What she remembers is her ideal weight. Not a phone call goes by where she doesn’t mention how she’s on a diet now, eager to lose a few pounds, and had a small slice of cheese or lettuce for lunch.

For as long as I can remember—decades, to be sure—my mother has been on a diet. She may lose two pounds, or maybe five, and then she remembers how much she likes pie and cake and bread and butter and will say, “To hell with it. I’m too old for this,” as she serves up seconds. The next day, predictably, she will be back on the proverbial wagon. The next time we talk she will remind me how smart she is eating and how much she likes dancing and biking, even though she routinely falls off the bike and bruises herself to the point of purple that lasts a month.

I live too many thousands of miles away for regular visits, but with our intermittent reunions, I know to expect an assessment when we first exchange glances after a time apart. “You look so good,” she’ll say on a good day, but more often I hear, “Oh, you’re dressed so sloppy,” to which my father will interject how I am on a road trip and should be comfortable.

She doesn’t remember—doesn’t know—that she speaks to me like this. On the phone, she whimpers how much she misses me, how fun it is to spend time together. It can be. It can also be disheartening. I can’t avoid feeling concern for how my mother imagines she is meant to have a Marilyn Monroe figure, even at—despite—her age. At what point do women say, “To hell with it” and actually mean it? As I near my mid-40s, I wonder for myself.

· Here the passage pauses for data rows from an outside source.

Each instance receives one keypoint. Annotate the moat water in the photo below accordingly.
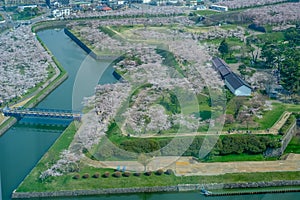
(23, 145)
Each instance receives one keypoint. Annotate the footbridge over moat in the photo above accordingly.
(20, 113)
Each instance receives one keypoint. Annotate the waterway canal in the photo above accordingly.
(23, 145)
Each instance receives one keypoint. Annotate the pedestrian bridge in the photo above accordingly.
(19, 113)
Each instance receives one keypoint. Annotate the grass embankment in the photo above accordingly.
(294, 145)
(67, 182)
(270, 117)
(62, 143)
(56, 82)
(32, 183)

I wonder when I will stop measuring myself in clothing sizes. I wonder when I will forget that my younger self weighed less. I wonder if I am simply falling into my mother’s pattern of behavior. Will I always want to lose those few extra pounds—but never really try?

Weight is a weighty subject, and yet it means nothing. Not really. I don’t want to be remembered by others for how much I weighed or if my teenage weight was less than my elderly weight. I feel like this matters immensely to my mother, and I don’t know how to feel about that. Some days I offer encouragement, saying “You can do it, Mom,” and other days I want to yell into the phone, “Who gives a shit! Eat what you want. You earned it.”

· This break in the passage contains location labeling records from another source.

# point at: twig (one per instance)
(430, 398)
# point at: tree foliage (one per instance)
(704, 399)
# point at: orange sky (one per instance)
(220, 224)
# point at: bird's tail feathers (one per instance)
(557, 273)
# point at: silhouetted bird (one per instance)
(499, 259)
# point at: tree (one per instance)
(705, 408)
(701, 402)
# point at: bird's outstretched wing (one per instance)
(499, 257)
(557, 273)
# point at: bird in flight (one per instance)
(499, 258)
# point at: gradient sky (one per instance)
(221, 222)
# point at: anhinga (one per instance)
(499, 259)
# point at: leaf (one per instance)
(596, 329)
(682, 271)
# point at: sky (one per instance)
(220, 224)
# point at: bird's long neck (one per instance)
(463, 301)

She did. My mother worked her whole life, through sickness, breakdowns, family disputes, all while raising three noncompliant children. She paid bills, bailed us out when necessary, drove “old folks” to the grocery store and to church even when she didn’t have cash to pay for gas. She deserves a goddamn piece of cake. With extra frosting. She deserves to think better of herself.

Like a teenager, no amount of telling her this will make a difference. She won’t hear those words. But I do. I hear the words I would tell my mother if she would listen. And I pay attention. I tell myself that a piece of cake won’t devalue who I am. I tell myself it doesn’t matter what the dress label says, because my life’s size isn’t measured in inches. It’s measured in memories—the ones from the past and those I continue to make today. Life is about experiencing. It’s about dancing solo to music too loud for the neighbors.